Who knows whether cinema will recover fully? Tom Cruise’s Top Gun reprise — the equivalent of a 1980s rock band touring with its old album hits — should help. It took $124mn in its first three days. Cruise aside, the industry seems less driven by individual film stars now and more by franchises such as Marvel or Star Wars. These can still pull in the crowds and make huge profits when they work, but backing new ones is risky. Studios may prefer to tell a story over 10 episodes streamed on TV with a film spin-off if successful.
Streaming can deliver an audience of 1.3bn, according to the MPA — much bigger than that for western cinemas. This explains why the big film studios have tied themselves to streaming services, or launched their own; and why they are creating so much “content” for them.
In an environment where streaming has increased our appetite for such material, you might imagine producers should enjoy bumper profits. Pah! Owning Netflix — down 50 per cent in the past three months — has been our worst decision of the year. We only had a small holding; it is even smaller now. I am still optimistic about the company’s future, but not enough to double down and buy more yet.
This is a sector full of challenges. The obvious one is competition. This month Paramount Global (formerly trading as Viacom) launches its Paramount Plus service in the UK. It is up against Amazon Prime Video, Disney+, Sky/Now TV, Netflix, Apple TV and more. Each can throw so much money at winning subscribers that returns for shareholders are low until a winner emerges. The issues go deeper still.
Disney was always one of the best at maximising returns from a good movie. Pirates of the Caribbean was filmed because it made for a great ride at Disney’s parks. But as Disney builds its Disney+ streaming platform, it needs to reach beyond the young family audience at the heart of its culture. This explains its production of Pam & Tommy and Dopesick. Let’s just say neither is appropriate material for a family theme park experience. This may undermine Disney’s profitability.
Netflix is only just beginning to leverage off its successes with gaming and merchandise spin-offs. But it does not have the cultural tension of Disney. It has the data to know which shows its core subscribers watch and which are a waste of money.
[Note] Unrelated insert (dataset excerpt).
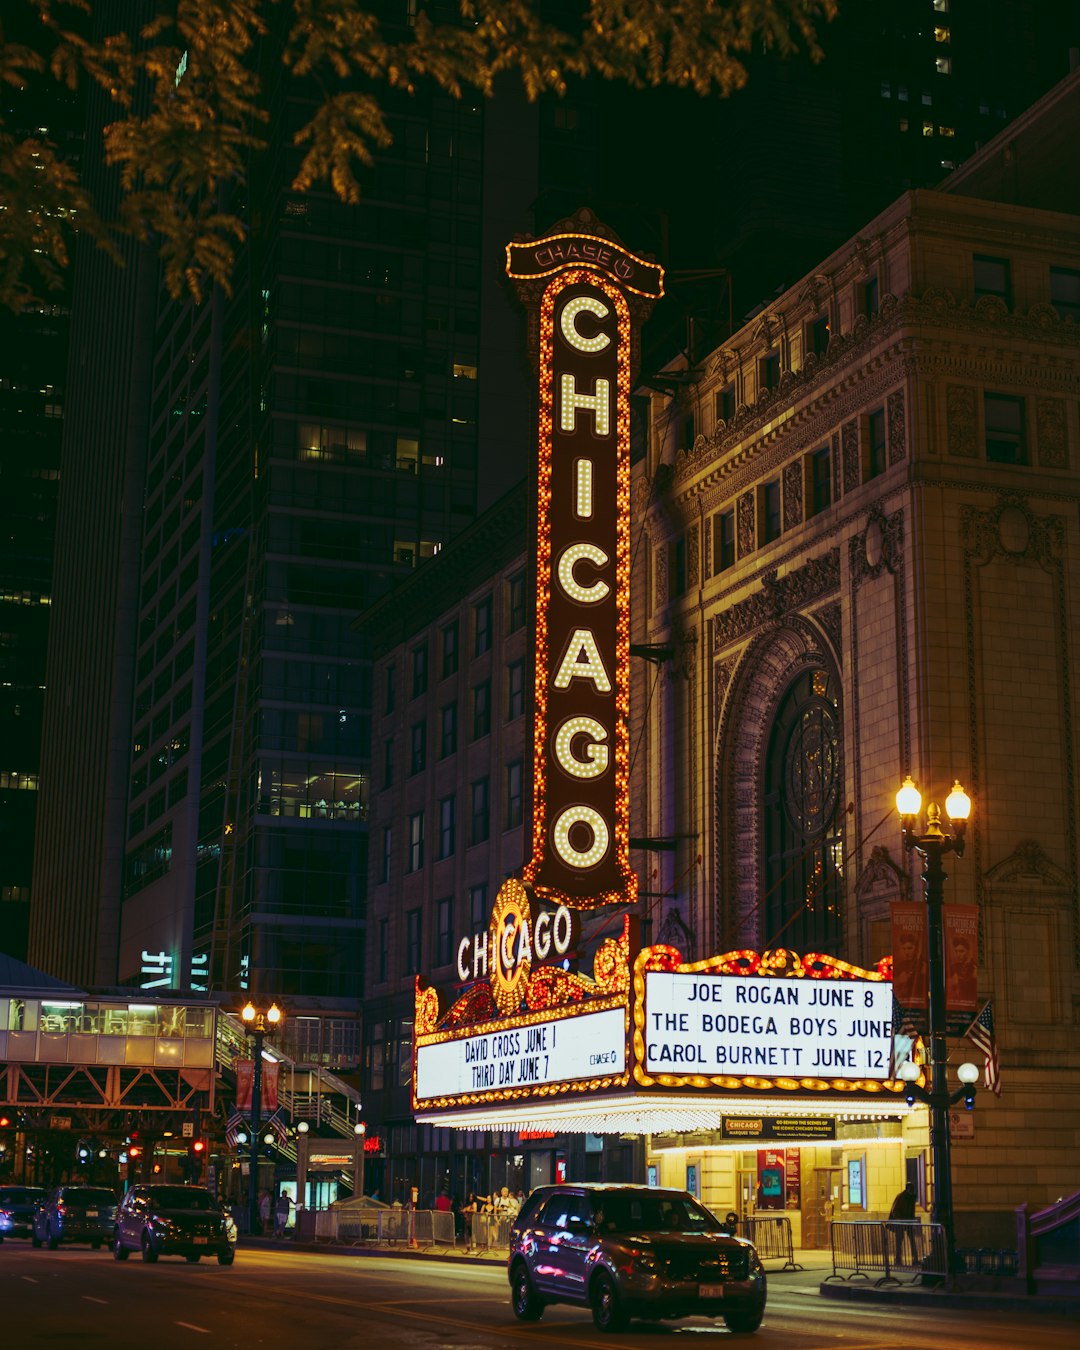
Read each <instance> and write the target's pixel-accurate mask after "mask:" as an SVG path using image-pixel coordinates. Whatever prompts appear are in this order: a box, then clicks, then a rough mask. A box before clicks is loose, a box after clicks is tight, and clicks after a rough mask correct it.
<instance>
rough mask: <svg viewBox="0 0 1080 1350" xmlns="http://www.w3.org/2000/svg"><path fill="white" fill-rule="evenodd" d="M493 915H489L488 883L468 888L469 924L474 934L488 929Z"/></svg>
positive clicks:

This should enable it to target investment more effectively and support profits, even if the platform loses more subscribers. There are further steps it can take to improve profitability — and not just by stopping the culture secretary and the rest of us from sharing passwords.
Time Warner has suffered from disastrous mismanagement but has now been merged with the Discovery channel to become Warner Bros Discovery, with its content distributed through the HBO Max platform. This will arrive in the UK in 2025, but how many of us will have the capacity for yet another service?
Apple and Amazon can imitate Netflix as programme makers, buyers and commissioners — but that does not make them media companies. It is certainly not the main reason for owning their shares (we do own Amazon, but it sits within our “Online Services” theme).
Though I see no screaming buys in this sector, screen time is one of our biggest themes, representing 12 per cent of our portfolios. Netflix may have hurt us, but other holdings, in telecom companies, have done well in the past three months. Singapore Telecom is up 3 per cent, KPN up 7 per cent, Nippon TT up 11 per cent and AT&T up 17 per cent.
In other words, where we have made money, it has been not from content providers but from the companies on which we all depend to access that content. The lessons? Disruptive sectors can be volatile and may yield disappointing profits despite their rapid growth. Strong competition compresses margins.
If you cannot see a way to prosper from investing in the glamorous players garnering the headlines, check out the companies they rely on. The money may be in the mundane.
Simon Edelsten is co-manager of the Mid Wynd International Investment Trust and the Artemis Global Select fund.